We've made great strides with the last few years of PitchFX data and now have a basic understanding of the effects of pitch blocking and framing. Measuring game calling is probably the last big unknown, at least when it comes to the game on the field. To me, game calling will be the biggest single aspect of catcher defense, and also the hardest to isolate. Without it, we're probably 50-60% of the way to understanding.

Based on this statement, we're only about halfway to understanding Varitek's value as a backstop. But the analysis community is close to understanding game calling, as Marchi's article from last week on this very subject details. It is a must-read -- as are all of the other linked pieces concerning catcher defense -- and it also puts a number on what pitchers have said for a long time: that Jason Varitek knows how to call a game.

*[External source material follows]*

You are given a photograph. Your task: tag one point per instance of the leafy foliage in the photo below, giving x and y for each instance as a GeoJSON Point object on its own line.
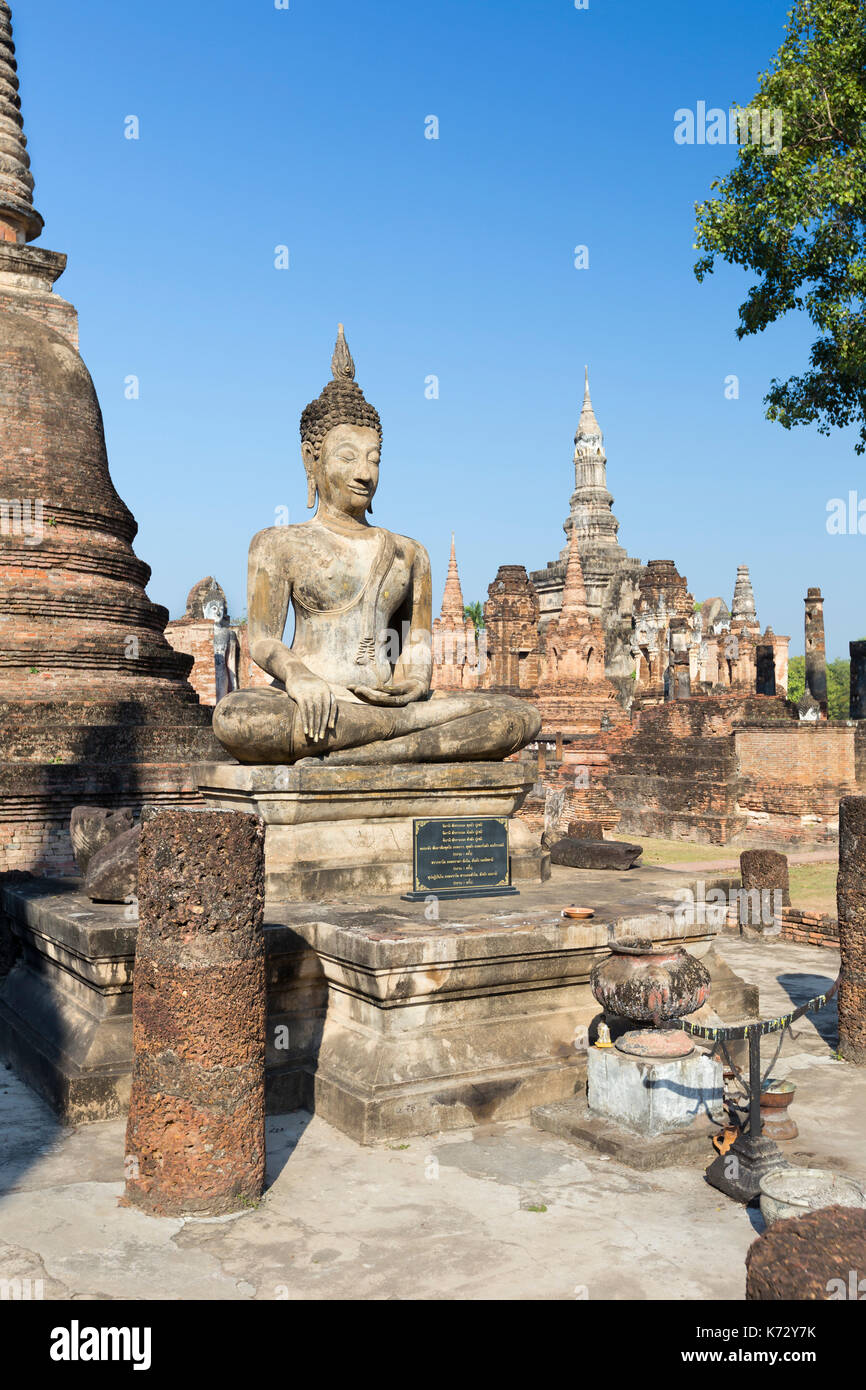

Since 2008, Varitek ranks fifth among catchers in runs prevented due to game calling and framing. Turkenkopf wasn't kidding when he said that game calling is the "biggest single aspect" of catcher defense, as Varitek has prevented 57 runs more than expected in that four-year stretch.

That's a long way off from the defensive numbers cited back at the beginning of this piece. The gap is expressed in wins, even on a season-to-season basis, never mind cumulatively over four years. We can build a rough sketch of catcher defense using the numbers Marchi has produced for blocking pitches, game calling, and pitch framing and combining them with the figures of your standard defensive metrics that measure the ability to throw out runners and field the catcher position in the most basic ways:


2008-2011
FRAA 58.3
dWAR 51.3
UZR 46.3

It's a rough sketch, but whereas Varitek was considered worth -3 runs by FRAA from 2008-2011, when combined with Marchi's figures, he's worth nearly six wins in the same stretch. That would put Varitek's overall value at over eight WARP, rather than the 2.6 he posted over the last four years. He would be around six wins via Baseball-Reference, and nearly seven wins according to Fangraphs. That's a significant difference, and shows that Varitek was still productive, even at the end of his career.

These numbers aren't gospel, by any means. They will be refined by the community, possibly inflated or deflated once a proper scaling has been agreed upon. But the important thing to take away from this is that the current form of catcher defense is severely lacking, and judging someone like Varitek -- who clearly had his value in aspects of the game that weren't yet measurable -- by them is doing a disservice to both Varitek and your own knowledge of how the game works.

We're in an exciting time where new data unveils new knowledge of the game, or helps shed light on old adages we couldn't put a number to. It's a shame Jason Varitek only got to play during the tail end of that, but maybe it won't be too long before we can properly value him for what he was.

Thanks to Dan Turkenkopf for his assistance.